Wednesday 21 February 2018

Making friends with trendy kale

Susan Jane White shares her tips and tricks to make kale tolerable.

"I'm still trying to make friends with this super-veg," writes Susan Jane.
Susan Jane transforms boring kale into a scrumptious pesto using Desmond and Gabriel cheese
Susan Jane White

Susan Jane White

Kale is unforgivably trendy.

During last year's London Fashion Week, kale ice pops were on the menu. I imagine one levitates with virtuousness after horsing into such a lolly. Every glossy mag on the circuit seems to have a kale smoothie recipe by an equally glossy celebrity. I fear what's next. Cauliflower juice?

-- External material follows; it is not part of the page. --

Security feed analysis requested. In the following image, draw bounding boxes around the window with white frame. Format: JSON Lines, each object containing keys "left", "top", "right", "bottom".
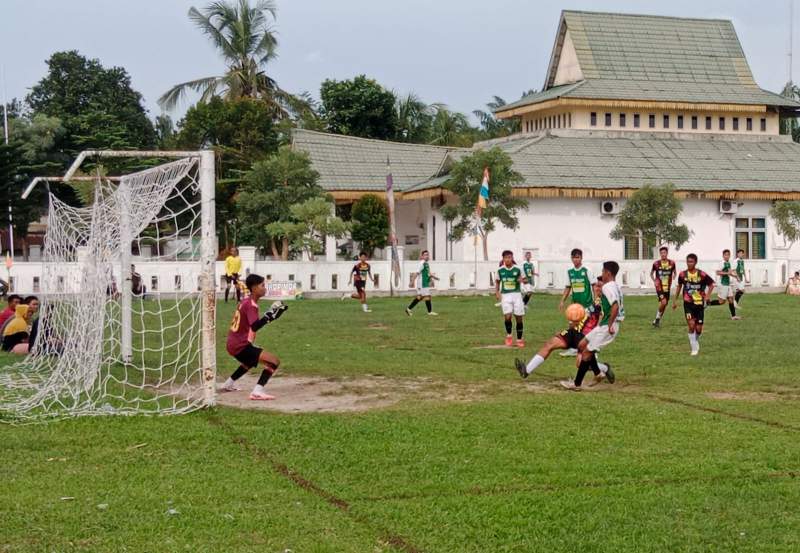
{"left": 623, "top": 231, "right": 656, "bottom": 260}
{"left": 735, "top": 217, "right": 766, "bottom": 259}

Truth is, kale is almost celestial. One leaf of this super-green would have an acre of broccoli blushing. For a start, it has more antioxidants than the much-coveted blueberry. We like antioxidants for their moves against damaging free radicals loitering in our system.

Gram-for-gram, kale has almost twice the vitamin C of an orange. This vitamin is hailed as our skin's greatest ally against ageing (and dodgy office bugs). Kale's stock of iron is even higher than spinach – bad luck, Popeye.

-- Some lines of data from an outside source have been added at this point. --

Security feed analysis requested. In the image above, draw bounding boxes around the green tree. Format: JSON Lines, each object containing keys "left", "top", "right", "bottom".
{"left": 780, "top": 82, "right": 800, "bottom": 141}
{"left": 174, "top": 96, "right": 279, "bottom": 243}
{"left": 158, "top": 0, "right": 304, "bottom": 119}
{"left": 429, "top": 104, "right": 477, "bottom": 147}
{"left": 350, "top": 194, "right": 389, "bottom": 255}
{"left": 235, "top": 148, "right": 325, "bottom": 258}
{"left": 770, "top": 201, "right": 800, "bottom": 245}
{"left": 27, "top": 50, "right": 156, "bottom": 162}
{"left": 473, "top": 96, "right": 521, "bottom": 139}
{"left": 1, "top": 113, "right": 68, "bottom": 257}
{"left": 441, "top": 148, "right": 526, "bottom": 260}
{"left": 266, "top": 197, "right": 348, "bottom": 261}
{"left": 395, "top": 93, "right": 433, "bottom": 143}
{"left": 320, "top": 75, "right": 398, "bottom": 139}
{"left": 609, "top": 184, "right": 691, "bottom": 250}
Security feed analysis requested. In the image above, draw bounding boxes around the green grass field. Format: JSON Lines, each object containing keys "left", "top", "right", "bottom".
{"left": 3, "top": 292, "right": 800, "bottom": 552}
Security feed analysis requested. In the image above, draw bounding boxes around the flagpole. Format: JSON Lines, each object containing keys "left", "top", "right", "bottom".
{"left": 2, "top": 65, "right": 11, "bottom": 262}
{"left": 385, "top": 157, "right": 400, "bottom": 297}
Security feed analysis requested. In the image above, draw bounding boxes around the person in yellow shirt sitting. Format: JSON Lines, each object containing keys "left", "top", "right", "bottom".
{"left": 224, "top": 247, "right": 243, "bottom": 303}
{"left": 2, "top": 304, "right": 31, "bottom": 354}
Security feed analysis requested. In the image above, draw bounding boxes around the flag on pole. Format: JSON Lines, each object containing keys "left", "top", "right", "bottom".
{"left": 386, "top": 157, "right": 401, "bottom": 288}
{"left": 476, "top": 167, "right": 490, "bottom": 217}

I'm still trying to make friends with this super-veg. It's not easy. But this kale pesto is one way it canters onto our dinner table. We also love roasting the leaves on high for 8 minutes, and dusting with sea salt, cumin and garlic granules. It's worthy of flirting with the next time a DVD night hollers.

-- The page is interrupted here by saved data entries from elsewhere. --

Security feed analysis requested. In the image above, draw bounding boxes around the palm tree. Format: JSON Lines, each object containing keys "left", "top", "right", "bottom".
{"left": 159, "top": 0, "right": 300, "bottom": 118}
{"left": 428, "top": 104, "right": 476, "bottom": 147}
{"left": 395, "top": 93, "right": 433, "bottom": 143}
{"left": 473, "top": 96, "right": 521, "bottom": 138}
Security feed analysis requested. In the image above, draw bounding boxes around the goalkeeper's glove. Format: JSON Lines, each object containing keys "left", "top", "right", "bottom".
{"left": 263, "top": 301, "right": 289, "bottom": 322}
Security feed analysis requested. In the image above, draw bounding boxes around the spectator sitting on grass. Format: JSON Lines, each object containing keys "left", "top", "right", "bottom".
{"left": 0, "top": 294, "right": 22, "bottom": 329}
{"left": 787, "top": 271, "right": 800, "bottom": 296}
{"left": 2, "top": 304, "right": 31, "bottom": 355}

Susan Jane transforms boring kale into a scrumptious pesto using Desmond and Gabriel cheese

Kale Pesto
Makes approximately 300ml (10½oz).

This recipe comes from A Change of Appetite: Where Delicious meets Healthy, Diana Henry's accidental pilgrimage to the rich lands of nutrients and superfoods. I love it so much, I keep it under my pillow (the book, not the pesto). We regularly serve kale pesto tumbled through baby potatoes, but Diana recommends wholewheat linguine. For a double dose of greens, she adds steamed broccoli, too. Expect a cavalry of antioxidants to charge through your veins.

You will need:

300g (10oz) Irish kale

25g (1oz) butter

4 tablespoons extra-virgin olive oil

10g (¼oz) flat-leaf parsley

2 good-quality anchovies, drained of oil

2 garlic cloves, roughly chopped

50g (2oz) grated Parmesan or pecorino cheese

Big pinch of chilli flakes

Wash the kale well, and strip the leaves from the tough stalks. Toss the stems on to the compost, or juice them with apples and lemon for a "detox grenade". Stop sniggering, I'm almost serious.

Dry the bunched leaves thoroughly. I use a salad spinner for 2 minutes. Bring a large pot of water to the boil, drop the leaves in and cook them for 5 minutes.

Strain the hot water and transfer the cooked kale to an ice bath –this will keep its neon-green glow and stop it from cooking any further. Drain well.

Put the chilled, cooked kale into a food processor with the butter, the extra-virgin olive oil, the flat-leaf parsley, the anchovies, the chopped garlic, the grated Parmesan or pecorino cheese, whichever you're using, and the chilli flakes. Pulse for 5-10 seconds, until you reach your desired consistency.

You don't want a puree – you're aiming for flecks of kale and anchovy.

I double the quantity of anchovies when I'm making this, but I don't think Diana shares my fetish for these chaps. You might not, either.

Taste, and air punch. I used Desmond and Gabriel cheese, which are made in Schull, Co Cork, by Bill Hogan (who happens to be a former employee of Martin Luther King. You like him already, right?) Hogan is an outrageously talented artisan and cheese-maker. His produce is like aged Irish Parmesan. This kale pesto is part shrine to Hogan, part shrine to Henry.

Bring it into the office with you and let everyone rub your halo.